Year of Publication

2015

Degree Name

Doctor of Philosophy (PhD)

Document Type

Doctoral Dissertation

College

Engineering

Department

Computer Science

First Advisor

Dr. Jun Zhang

Abstract

This dissertation studies data privacy preservation in collaborative filtering based recommender systems and proposes several collaborative filtering models that aim at preserving user privacy from different perspectives.

The empirical study on multiple classical recommendation algorithms presents the basic idea of the models and explores their performance on real world datasets. The algorithms that are investigated in this study include a popularity based model, an item similarity based model, a singular value decomposition based model, and a bipartite graph model. Top-N recommendations are evaluated to examine the prediction accuracy.

It is apparent that with more customers' preference data, recommender systems can better profile customers' shopping patterns which in turn produces product recommendations with higher accuracy. The precautions should be taken to address the privacy issues that arise during data sharing between two vendors. Study shows that matrix factorization techniques are ideal choices for data privacy preservation by their nature. In this dissertation, singular value decomposition (SVD) and nonnegative matrix factorization (NMF) are adopted as the fundamental techniques for collaborative filtering to make privacy-preserving recommendations. The proposed SVD based model utilizes missing value imputation, randomization technique, and the truncated SVD to perturb the raw rating data. The NMF based models, namely iAux-NMF and iCluster-NMF, take into account the auxiliary information of users and items to help missing value imputation and privacy preservation. Additionally, these models support efficient incremental data update as well.
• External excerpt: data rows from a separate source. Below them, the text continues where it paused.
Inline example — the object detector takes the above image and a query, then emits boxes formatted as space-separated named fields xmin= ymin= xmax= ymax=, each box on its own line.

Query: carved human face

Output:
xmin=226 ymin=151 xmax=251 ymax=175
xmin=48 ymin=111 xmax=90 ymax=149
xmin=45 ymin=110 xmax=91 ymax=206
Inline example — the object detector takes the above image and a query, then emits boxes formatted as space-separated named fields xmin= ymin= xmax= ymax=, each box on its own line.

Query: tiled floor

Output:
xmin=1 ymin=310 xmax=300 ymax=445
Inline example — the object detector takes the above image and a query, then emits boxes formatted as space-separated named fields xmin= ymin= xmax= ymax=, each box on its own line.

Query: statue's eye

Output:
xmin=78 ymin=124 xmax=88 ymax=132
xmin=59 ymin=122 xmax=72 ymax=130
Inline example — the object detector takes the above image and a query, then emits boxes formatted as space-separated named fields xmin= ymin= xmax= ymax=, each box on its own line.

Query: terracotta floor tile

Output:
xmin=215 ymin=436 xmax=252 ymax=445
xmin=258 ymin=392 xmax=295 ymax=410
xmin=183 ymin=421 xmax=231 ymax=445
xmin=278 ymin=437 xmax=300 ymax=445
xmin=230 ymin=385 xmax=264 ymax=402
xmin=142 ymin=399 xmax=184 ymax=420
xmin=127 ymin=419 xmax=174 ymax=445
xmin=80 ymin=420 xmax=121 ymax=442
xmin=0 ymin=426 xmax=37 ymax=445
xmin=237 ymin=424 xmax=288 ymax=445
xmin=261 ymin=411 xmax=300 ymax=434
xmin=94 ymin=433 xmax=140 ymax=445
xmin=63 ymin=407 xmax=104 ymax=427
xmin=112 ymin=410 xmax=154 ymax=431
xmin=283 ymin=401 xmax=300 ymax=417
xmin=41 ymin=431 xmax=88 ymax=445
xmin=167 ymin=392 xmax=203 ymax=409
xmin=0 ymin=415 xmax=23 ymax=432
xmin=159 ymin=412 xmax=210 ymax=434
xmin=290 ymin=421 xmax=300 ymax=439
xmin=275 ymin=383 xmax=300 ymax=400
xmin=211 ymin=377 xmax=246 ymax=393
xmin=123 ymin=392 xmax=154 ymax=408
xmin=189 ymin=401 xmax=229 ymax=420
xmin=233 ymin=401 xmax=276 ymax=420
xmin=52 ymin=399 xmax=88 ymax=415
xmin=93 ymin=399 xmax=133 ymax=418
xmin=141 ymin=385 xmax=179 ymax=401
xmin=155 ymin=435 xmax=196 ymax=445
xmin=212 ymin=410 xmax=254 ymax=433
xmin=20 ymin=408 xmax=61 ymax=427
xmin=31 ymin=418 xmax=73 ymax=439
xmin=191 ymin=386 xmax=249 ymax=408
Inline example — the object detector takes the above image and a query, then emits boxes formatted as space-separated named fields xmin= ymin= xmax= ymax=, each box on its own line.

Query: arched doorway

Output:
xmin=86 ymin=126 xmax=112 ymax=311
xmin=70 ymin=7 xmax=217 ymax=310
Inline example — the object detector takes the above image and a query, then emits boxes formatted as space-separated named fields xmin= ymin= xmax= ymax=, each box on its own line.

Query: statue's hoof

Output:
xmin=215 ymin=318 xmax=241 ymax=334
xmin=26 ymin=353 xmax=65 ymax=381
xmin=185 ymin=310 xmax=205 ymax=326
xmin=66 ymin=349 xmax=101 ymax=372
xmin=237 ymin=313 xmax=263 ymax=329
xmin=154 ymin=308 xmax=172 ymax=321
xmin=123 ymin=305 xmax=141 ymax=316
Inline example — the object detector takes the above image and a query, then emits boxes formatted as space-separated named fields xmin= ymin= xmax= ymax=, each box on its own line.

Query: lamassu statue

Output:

A good number of online vendors allow people to leave their feedback on products. It is considered as users' public preferences. However, due to the connections between users' public and private preferences, if a recommender system fails to distinguish real customers from attackers, the private preferences of real customers can be exposed. This dissertation addresses an attack model in which an attacker holds real customers' partial ratings and tries to obtain their private preferences by cheating recommender systems. To resolve this problem, trustworthiness information is incorporated into NMF based collaborative filtering techniques to detect the attackers and make reasonably different recommendations to the normal users and the attackers. By doing so, users' private preferences can be effectively protected.